Yuan Ao, Chen Guanjie, Xiong Juan, He Wenqing, Rotimi Charles
National Human Genome Center, Howard University, Washington D.C. USA.
J Appl Stat. 2011;38(5):987-1005. doi: 10.1080/02664761003692449.
Gene copy number (GCN) changes are common characteristics of many genetic diseases.
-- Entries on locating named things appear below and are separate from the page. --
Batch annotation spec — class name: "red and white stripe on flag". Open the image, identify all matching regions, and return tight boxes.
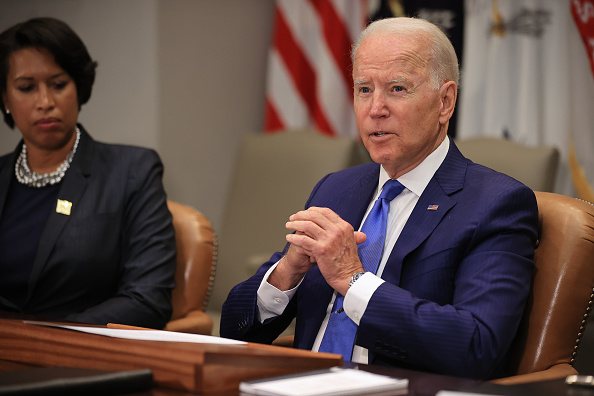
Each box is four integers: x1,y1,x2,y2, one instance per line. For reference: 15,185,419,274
571,0,594,75
264,0,368,137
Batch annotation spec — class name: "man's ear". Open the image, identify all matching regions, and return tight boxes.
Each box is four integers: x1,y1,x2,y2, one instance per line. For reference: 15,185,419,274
439,81,458,124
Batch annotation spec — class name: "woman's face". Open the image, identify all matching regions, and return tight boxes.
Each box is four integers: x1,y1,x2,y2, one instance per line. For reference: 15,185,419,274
2,48,78,151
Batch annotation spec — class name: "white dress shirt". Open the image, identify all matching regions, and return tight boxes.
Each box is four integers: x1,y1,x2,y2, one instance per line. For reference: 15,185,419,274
258,137,449,363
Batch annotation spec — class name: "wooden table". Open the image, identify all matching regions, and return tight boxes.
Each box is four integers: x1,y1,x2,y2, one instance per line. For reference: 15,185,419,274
0,313,480,396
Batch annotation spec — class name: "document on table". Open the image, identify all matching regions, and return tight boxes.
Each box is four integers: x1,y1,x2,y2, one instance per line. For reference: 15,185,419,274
239,367,408,396
23,320,246,345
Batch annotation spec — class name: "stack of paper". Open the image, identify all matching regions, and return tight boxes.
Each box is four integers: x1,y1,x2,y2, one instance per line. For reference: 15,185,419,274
239,367,408,396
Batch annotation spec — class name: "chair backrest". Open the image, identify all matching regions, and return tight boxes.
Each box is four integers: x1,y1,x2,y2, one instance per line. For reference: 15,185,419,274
510,192,594,374
166,201,217,334
209,131,371,310
456,136,559,192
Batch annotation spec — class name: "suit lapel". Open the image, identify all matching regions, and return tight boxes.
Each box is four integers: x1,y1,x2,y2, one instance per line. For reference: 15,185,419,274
26,125,94,301
382,139,467,285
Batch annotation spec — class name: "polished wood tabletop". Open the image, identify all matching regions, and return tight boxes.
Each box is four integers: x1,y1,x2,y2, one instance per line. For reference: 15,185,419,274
0,312,481,396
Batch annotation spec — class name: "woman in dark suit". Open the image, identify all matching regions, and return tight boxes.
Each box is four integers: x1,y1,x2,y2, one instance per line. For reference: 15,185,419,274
0,18,176,328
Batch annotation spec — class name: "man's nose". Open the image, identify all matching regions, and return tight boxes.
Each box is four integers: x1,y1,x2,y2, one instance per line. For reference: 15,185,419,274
369,91,390,118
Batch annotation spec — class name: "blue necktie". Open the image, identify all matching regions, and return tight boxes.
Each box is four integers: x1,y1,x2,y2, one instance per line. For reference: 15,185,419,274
319,180,404,361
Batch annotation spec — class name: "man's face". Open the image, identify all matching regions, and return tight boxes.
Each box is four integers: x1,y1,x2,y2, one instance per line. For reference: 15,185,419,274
353,33,446,178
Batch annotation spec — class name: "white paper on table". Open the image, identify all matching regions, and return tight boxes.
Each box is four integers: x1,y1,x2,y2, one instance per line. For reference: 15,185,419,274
23,320,246,345
239,367,408,396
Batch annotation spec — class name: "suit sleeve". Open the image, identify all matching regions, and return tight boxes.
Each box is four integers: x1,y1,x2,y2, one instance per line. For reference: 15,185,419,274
68,150,176,329
356,186,538,378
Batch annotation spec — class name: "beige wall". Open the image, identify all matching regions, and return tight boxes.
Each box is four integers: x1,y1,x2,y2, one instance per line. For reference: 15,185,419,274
0,0,274,316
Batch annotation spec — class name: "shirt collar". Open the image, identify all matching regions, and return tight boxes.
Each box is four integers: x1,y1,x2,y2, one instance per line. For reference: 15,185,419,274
376,136,450,197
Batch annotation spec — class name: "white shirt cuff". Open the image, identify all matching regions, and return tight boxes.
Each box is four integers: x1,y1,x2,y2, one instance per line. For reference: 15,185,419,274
257,260,303,323
343,272,385,326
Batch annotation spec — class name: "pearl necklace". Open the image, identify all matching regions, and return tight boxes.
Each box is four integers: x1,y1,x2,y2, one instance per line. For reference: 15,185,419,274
14,127,80,188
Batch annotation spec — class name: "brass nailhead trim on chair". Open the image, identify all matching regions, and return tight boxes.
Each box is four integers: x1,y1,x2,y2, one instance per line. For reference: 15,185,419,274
569,198,594,365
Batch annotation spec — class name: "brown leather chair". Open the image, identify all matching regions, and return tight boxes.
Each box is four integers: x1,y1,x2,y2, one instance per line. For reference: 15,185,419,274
165,201,217,335
493,192,594,384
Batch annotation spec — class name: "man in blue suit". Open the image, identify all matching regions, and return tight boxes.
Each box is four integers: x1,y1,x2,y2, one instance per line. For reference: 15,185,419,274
221,18,538,378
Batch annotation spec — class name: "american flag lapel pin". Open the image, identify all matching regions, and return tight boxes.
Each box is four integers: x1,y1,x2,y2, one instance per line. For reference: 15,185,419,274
56,199,72,216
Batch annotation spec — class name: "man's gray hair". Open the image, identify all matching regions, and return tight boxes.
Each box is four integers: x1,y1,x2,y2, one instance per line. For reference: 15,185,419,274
351,17,460,90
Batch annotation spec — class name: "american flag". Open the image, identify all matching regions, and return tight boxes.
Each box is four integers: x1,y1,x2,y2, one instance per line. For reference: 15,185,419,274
264,0,368,137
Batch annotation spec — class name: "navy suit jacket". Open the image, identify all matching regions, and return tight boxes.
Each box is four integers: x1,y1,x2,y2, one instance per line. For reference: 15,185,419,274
0,126,176,328
221,141,538,378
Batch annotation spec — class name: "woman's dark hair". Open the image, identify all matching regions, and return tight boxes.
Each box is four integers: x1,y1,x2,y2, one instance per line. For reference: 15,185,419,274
0,18,97,128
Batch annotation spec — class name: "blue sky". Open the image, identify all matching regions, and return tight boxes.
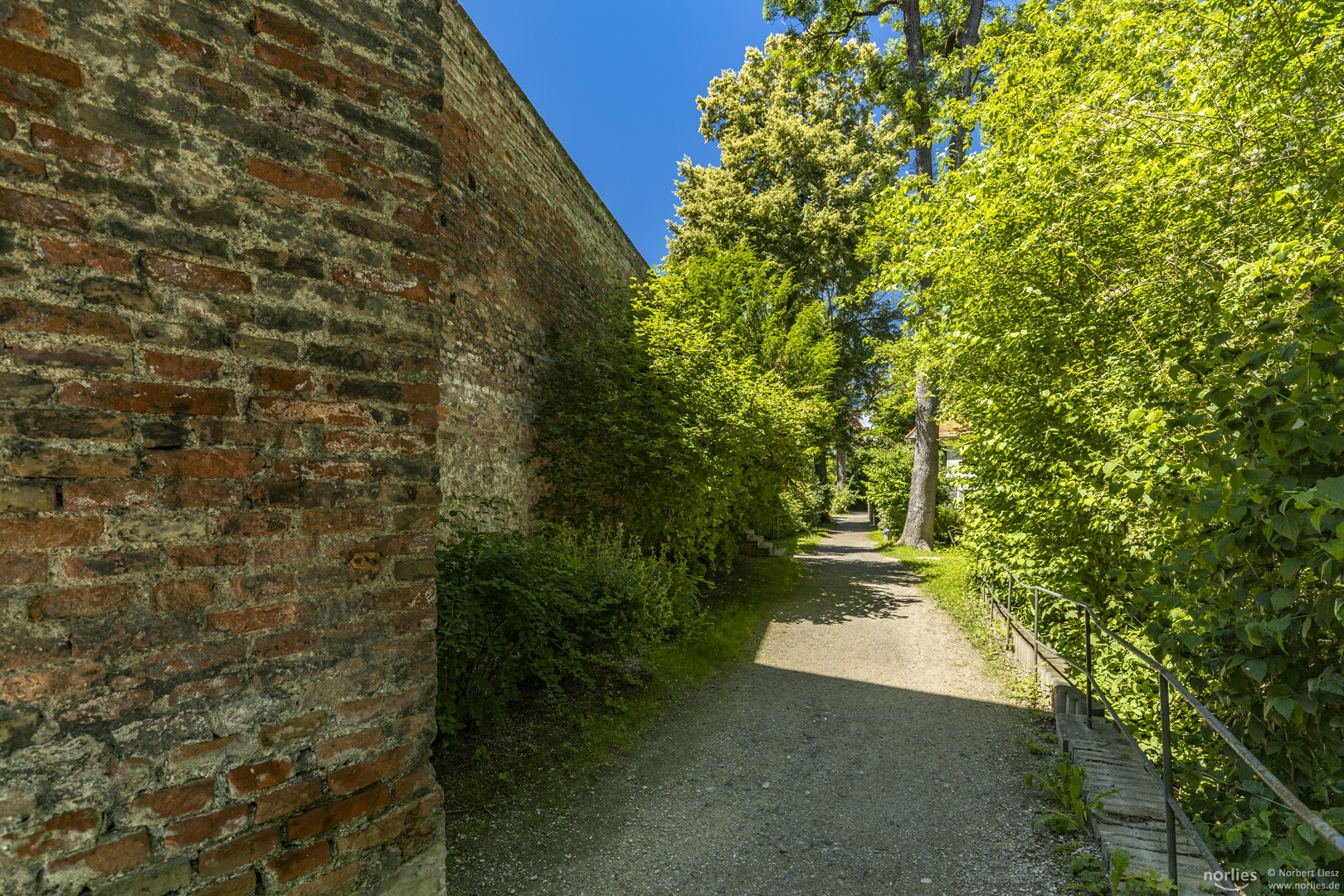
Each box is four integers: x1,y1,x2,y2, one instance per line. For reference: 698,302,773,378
461,0,778,265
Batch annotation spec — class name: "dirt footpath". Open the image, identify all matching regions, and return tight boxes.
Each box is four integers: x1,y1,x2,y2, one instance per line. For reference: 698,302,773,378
449,517,1063,896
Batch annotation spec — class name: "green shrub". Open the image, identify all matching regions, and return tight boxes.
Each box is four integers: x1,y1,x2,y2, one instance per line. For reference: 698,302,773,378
438,527,700,736
830,485,863,516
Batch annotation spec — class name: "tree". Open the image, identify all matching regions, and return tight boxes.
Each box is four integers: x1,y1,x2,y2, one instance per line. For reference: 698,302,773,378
668,35,908,483
766,0,984,551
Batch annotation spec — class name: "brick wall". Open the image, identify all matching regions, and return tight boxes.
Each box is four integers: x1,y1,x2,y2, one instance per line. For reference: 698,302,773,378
440,2,646,526
0,0,642,896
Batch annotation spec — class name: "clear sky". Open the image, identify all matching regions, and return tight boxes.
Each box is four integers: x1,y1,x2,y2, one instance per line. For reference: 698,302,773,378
461,0,777,265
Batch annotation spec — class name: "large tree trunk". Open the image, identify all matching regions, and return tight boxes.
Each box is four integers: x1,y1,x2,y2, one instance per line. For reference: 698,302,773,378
898,373,938,551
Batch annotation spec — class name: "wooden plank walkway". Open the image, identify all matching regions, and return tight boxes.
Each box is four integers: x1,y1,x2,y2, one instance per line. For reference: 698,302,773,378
991,601,1227,896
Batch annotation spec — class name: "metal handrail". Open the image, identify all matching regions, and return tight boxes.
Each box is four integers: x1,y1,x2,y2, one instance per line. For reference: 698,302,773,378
989,567,1344,883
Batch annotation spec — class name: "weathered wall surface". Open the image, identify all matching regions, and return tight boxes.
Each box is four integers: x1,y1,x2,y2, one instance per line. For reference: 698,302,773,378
440,2,648,526
0,0,640,896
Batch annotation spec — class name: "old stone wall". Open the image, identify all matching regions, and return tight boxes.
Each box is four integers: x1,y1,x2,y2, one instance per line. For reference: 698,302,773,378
0,0,642,896
440,2,648,526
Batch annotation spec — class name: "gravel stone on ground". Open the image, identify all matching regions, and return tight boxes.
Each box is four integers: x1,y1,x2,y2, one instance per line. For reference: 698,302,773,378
447,517,1064,896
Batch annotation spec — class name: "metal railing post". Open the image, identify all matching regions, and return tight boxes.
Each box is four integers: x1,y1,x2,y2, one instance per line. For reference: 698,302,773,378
1031,588,1040,683
1157,674,1176,884
1083,610,1091,728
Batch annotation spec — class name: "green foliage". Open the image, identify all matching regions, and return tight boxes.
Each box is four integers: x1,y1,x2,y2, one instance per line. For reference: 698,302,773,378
438,527,699,736
1027,757,1117,835
536,250,835,568
869,0,1344,870
830,485,863,516
1064,849,1177,896
668,35,904,443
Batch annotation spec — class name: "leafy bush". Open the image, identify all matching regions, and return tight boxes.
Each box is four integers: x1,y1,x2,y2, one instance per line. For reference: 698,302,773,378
536,251,837,568
830,484,863,516
438,527,699,736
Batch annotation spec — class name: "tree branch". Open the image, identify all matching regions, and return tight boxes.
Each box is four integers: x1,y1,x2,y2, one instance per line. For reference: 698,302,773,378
816,0,900,41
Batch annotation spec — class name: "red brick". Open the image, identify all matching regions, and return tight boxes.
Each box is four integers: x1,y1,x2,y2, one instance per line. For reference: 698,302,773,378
28,584,136,622
168,544,247,570
139,256,251,295
130,778,215,825
402,382,438,404
37,236,134,277
0,519,102,551
254,41,383,106
61,688,154,725
47,830,149,874
28,122,130,171
261,709,327,747
270,457,373,480
63,548,163,579
0,299,132,343
58,380,236,416
253,540,317,567
0,185,89,234
230,572,295,601
0,662,106,703
247,156,368,207
261,106,387,158
200,826,280,877
9,449,139,480
392,206,438,234
61,480,158,514
168,735,243,763
0,149,47,180
249,397,373,426
254,7,323,50
334,47,436,102
313,728,383,766
285,863,359,896
5,2,51,41
247,482,336,508
0,37,83,90
144,449,266,480
288,787,392,841
168,675,243,707
164,803,247,849
136,16,219,69
215,512,289,538
266,840,332,884
150,579,215,612
134,645,247,679
191,870,256,896
228,759,295,794
172,69,251,109
251,367,314,392
325,431,438,455
392,763,434,803
336,685,433,725
392,252,444,284
145,352,223,382
9,345,136,373
327,744,412,796
299,508,383,534
210,603,313,634
256,778,323,825
164,480,245,508
0,553,47,584
2,809,98,859
254,629,323,660
332,263,430,302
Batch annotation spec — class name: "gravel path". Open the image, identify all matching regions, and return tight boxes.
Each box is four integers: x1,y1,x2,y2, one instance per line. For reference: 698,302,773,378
449,517,1062,896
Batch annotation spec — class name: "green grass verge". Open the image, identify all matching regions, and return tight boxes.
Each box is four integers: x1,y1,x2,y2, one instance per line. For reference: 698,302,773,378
436,548,821,826
869,532,1049,709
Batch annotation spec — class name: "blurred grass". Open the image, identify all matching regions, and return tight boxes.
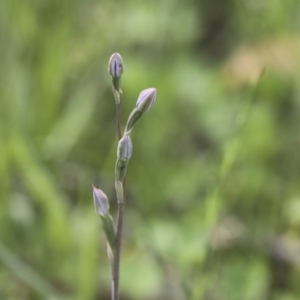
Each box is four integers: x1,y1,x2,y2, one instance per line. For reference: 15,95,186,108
0,0,300,300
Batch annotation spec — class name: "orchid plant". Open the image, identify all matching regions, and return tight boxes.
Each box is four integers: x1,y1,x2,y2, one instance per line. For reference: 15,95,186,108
93,53,156,300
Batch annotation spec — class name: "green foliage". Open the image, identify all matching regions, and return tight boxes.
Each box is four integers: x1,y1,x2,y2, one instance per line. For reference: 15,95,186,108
0,0,300,300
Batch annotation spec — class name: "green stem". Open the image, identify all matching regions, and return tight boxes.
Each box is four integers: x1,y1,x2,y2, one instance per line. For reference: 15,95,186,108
111,88,125,300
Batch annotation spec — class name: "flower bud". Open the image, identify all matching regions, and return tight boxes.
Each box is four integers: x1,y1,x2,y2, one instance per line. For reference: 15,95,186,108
136,88,156,113
93,186,109,217
117,135,132,160
108,52,124,78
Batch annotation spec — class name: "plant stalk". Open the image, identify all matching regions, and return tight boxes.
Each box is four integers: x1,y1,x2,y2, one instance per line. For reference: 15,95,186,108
111,91,126,300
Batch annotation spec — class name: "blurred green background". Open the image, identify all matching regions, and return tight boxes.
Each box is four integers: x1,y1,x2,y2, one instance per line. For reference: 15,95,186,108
0,0,300,300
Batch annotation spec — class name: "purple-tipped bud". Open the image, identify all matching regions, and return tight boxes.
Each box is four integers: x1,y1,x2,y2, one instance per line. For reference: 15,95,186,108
93,186,109,217
136,88,156,113
117,135,132,160
108,52,124,78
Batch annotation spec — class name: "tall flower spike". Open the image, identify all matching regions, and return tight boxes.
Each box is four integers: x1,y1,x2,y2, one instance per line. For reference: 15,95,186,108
108,52,124,78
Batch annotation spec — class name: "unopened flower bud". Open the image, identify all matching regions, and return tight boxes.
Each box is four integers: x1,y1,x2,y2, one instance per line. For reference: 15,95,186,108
108,52,124,78
93,186,109,216
136,88,156,113
117,135,132,160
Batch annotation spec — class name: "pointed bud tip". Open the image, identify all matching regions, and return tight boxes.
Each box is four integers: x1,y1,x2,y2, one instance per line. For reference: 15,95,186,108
108,52,124,78
117,135,133,160
92,185,109,216
136,88,156,113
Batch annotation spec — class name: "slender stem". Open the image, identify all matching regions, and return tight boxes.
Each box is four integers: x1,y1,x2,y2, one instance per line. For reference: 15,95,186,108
116,103,122,140
112,203,125,300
Comparative genomic hybridization (CGH) is a new technology widely used today to screen the GCN changes in mutant cells with high resolution genome-wide. Statistical methods for analyzing such CGH data have been evolving. Existing methods are either frequentist's, or full Bayesian. The former often has computational advantage, while the latter can incorporate prior information into the model, but could be misleading when one does not have sound prior information. In an attempt to take full advantages of both approaches, we develop a Bayesian-frequentist hybrid approach, in which a subset of the model parameters is inferred by the Bayesian method, while the rest parameters by the frequentist's. This new hybrid approach provides advantages over those of the Bayesian or frequentist's method used alone. This is especially the case when sound prior information is available on part of the parameters, and the sample size is relatively small. Spatial dependence and false discovery rate are also discussed, and the parameter estimation is efficient. As an illustration, we used the proposed hybrid approach to analyze a real CGH data.
基因拷贝数(GCN)变化是许多遗传疾病的常见特征。比较基因组杂交(CGH)是当今广泛使用的一项新技术,用于在全基因组范围内以高分辨率筛选突变细胞中的GCN变化。分析此类CGH数据的统计方法一直在不断发展。现有方法要么是频率学派的,要么是完全贝叶斯方法。前者通常具有计算优势,而后者可以将先验信息纳入模型,但当没有可靠的先验信息时可能会产生误导。为了充分利用这两种方法的优势,我们开发了一种贝叶斯 - 频率学派混合方法,其中一部分模型参数通过贝叶斯方法推断,而其余参数通过频率学派方法推断。这种新的混合方法比单独使用贝叶斯或频率学派方法具有优势。当部分参数有可靠的先验信息且样本量相对较小时,情况尤其如此。还讨论了空间依赖性和错误发现率,并且参数估计是有效的。作为示例,我们使用所提出的混合方法分析了一个真实的CGH数据。